SKIN CARE

What is a Skin Barrier?

SKIN CARE

What is a Skin Barrier?

Last updated 01/06/20

Your skin is your body’s largest organ, and it more than pulls its weight. Every day your skin is doing so much for you, helping to regulate your temperature, synthesise vital nutrients and – most importantly - protect the rest of your body from a range of hazards.

Key to this last feature is a function of the skin called the skin barrier. The skin barrier is an anatomical feature that works to protect the body from infection, dehydration, chemicals and mechanical stresses[1] while preventing excessive water loss.

Crucial to the healthy functioning of the skin barrier is the outermost layer of the skin, the stratum corneum. The stratum corneum is composed of dead skin cells – also known as corneocytes – embedded in a mixture of organic compounds such as ceramides, cholesterol, and fatty acids.[2] Keeping this barrier healthy can go a long way to ensuring that your skin is able to retain vital moisture and repel irritants. Skin diseases such as atopic dermatitis can be a sign of an underlying issue such as a compromised lipid matrix[3], so keeping an eye out for them can help you stay on top of your body’s needs.

 

What does this mean for me?

Whatever your age, your gender or your occupation, everyone needs to look after their skin barrier. But if you have a complex condition such as a chronic wound, diabetes or a stoma, keeping your skin in top condition can be that much more difficult.

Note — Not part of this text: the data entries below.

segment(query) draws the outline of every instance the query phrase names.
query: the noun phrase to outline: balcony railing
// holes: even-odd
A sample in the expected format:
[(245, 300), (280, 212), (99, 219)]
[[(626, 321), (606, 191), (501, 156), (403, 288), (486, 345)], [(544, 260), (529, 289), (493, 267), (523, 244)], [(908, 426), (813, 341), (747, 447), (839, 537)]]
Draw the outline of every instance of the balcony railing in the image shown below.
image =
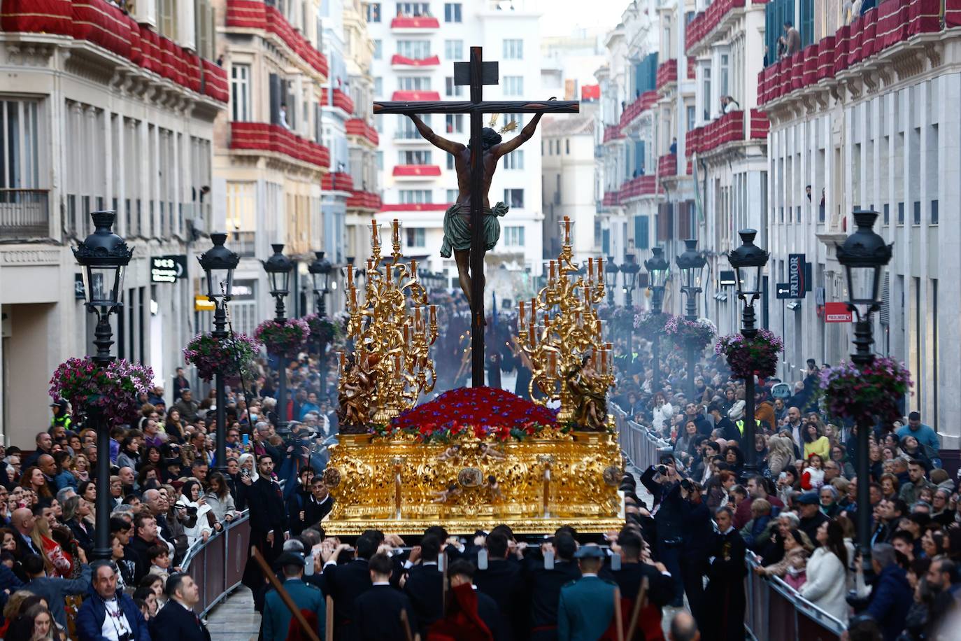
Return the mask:
[[(945, 25), (941, 24), (944, 2)], [(961, 26), (961, 0), (882, 2), (833, 36), (782, 58), (757, 75), (761, 105), (830, 80), (853, 65), (921, 34)]]
[(48, 196), (47, 189), (0, 189), (0, 236), (49, 237)]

Everyone’s skin is different, and everyone’s medical history is unique, so the underlying cause of a problem might not be what you suspect. However, there are certain things that can affect the strength of your skin barrier that are common to a variety of people.

If you’re required to repeatedly apply and remove adhesive dressings or appliances – such as bandaging muscular and joint injuries or skin tears , affixing an insulin pump or securing a stomal base plate – the skin underneath the adhesive can become damaged. The stratum corneum can be impacted from mechanically removal of an adhesive[4], weakening your skin barrier and potentially irritating or breaking the skin.

There are preventative steps you can take to minimise the risk of mechanical injury, stinging and stripping. Clinical studies have proven that the use of a silicon-based adhesive remover such as Niltac can make removing appliances easier and gentler, reducing the risk of trauma or irritation from daily application.[5] Prior to application, the use of a silicon-based skin barrier such as Silesse can improve your quality of life by reducing skin irritation and increasing comfort[6] without impacting adhesion of appliance[7].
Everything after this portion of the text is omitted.